Early in the space program, a NASA psychiatrist spent two days in an isolation tank with scuba gear to experience simulated weightlessness.
I thought a little, and then I stopped thinking altogether. … incredible how idleness of body leads to idleness of mind. After two days, I’d turned into an idiot. That’s the reason why, during a flight, astronauts are always kept busy.
From Rocket Men.
Related post: Not exactly rocket science
Any chance of a more specific citation? Using Google Books I can narrow it do to ‘Fallaci, 117’, but multiple Fallaci items seem to show up in the bibliography.
I’m quoting Rocket Men, top of page 287. Rocket Men sites
Fallici, Oriana If the Sun Dies. New York. Atheneum, 1967.
I can relate to this. A few years ago, I was incapacitated by an injury and confined to bed for a number of months. During those months, I did so much less mental work than my normal level and this probably explains why.
I read the same point some days ago in “Confessions of a Public Speaker”, by Scott Bekun. He says that a useful trick to engage an audience it to make them move (e.g. through a show of hands) because “our bodies, sitting around doing little, go into rest mode—and where our bodies go, our minds will follow.”
As I grow up, I realize that I really must keep myself busy. If I didn’t do this, I always do mistakes, fall in them, and after a while, … I regret and feel sorry, and wish I was never been idle.
Nothing validates this as well as solo sailing.
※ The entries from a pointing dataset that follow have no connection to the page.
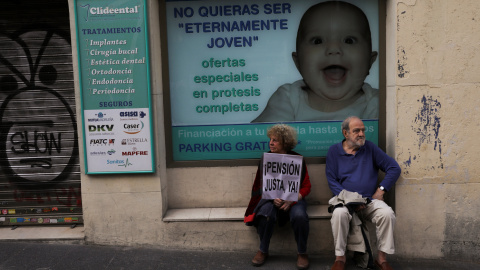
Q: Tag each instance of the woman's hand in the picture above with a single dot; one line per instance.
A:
(278, 202)
(286, 205)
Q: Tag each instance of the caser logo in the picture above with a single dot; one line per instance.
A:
(133, 128)
(100, 128)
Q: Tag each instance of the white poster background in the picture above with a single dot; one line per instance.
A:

On the other hand, Jean-Dominique Bauby – at one point Editor-in-Chief of French Elle – wrote “The Diving Bell and the Butterfly: A Memoir of Life in Death” while being entirely paralyzed, with the exception of a single eyelid. First perceived as a vegetable after a debilitating stroke, he wrote the book letter-by-letter, signaling to the assistant who read the alphabet where to stop. An incredible feat.